Des efforts, oui, mais par amour.

Pudeur de sentiments.

Quand j’étais petit, l’environnement éducatif ne faisait pas une place très grande, du moins dans son discours, à l’amour. On nous parlait beaucoup de la volonté, avec le risque, qui a largement été souligné depuis, de favoriser le culte de la volonté pour elle-même et donc de l’orgueil.
je n’ai pas souvenance d’avoir pâti de ce climat un peu austère, un peu ascétique. Tout simplement parce que mes parents me prouvaient, en permanence, par leurs actes et leurs gestes, qu’ils m’aimaient, parce que je sentais chez beaucoup de professeurs, un attachement profond à leurs élèves, et parce que ce climat d’exigences fortes n’était pas du tout dépourvu d’amour. Mais il y avait en quelque sorte une pudeur de sentiments qui régnait.

Liberté de l’effort et liberté dans l’effort.

Après cinquante années, le bilan que je fais de cette éducation est extrêmement positif. C’est une vraie chance pour toute la vie d’avoir été habitué à l’effort. C’est un acte fort de liberté : ce n’est pas l’autre qui me contraint, c’est moi qui m’oblige : je reste libre et fier de l’être. Je découvre la joie, celle d’atteindre un but difficile, celle de progresser, celle de me prouver à moi-même que je peux réussir, celle de ne rien me reprocher quand j’échoue, celle de constater que cet échec a été suivi de retombées positives.
Attention, cette capacité à prendre sur soi, à fournir un effort, doit être imprégnée de l’Evangile :  » Que votre oui soit oui, que votre non soit non ». Le risque, en effet, est de faire un effort pour faire plaisir à d’autres, ou pour se faire aimer, ou, plus grave encore, par peur de dire non. Aujourd’hui, les sciences humaines permettent de déceler ces efforts qui ne sont pas vraiment « justes » et sont des poids que l’on s’impose…rien à voir avec une volonté libre!

Eloge de l’effort.

L’effort paie toujours, s’il est tenace, persévérant.
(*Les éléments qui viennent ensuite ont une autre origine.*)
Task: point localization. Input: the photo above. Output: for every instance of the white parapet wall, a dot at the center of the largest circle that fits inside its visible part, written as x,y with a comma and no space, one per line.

Ce qui implique bien le recours à la volonté. Comme je plains ceux qui, n’ayant jamais été éduqués à l’effort, sont passifs, dépendants, vaincus d’avance, dévalorisés à leurs propres yeux, ou craquent tout d’un coup après des succès faciles, car une difficultés est apparue et ils ne peuvent l’affronter.
A force de dénigrer la volonté et de l’opposer systématiquement à l’amour ( confondu avec le sentimentalisme), il serait judicieux de tier les conséquences des échecs des couples modernes. Je ne connais pas de couples, solides et qui ont tenu jusqu’à la disparition de l’un des deux, qui n’aient été amenés à faire quotidiennement des efforts. Des efforts par amour, bien sûr, mais qui ont mis en jeu la volonté des intéressés.

Le travail demande des efforts. Il peut favoriser aussi l’éclosion d’un amour vrai et durable.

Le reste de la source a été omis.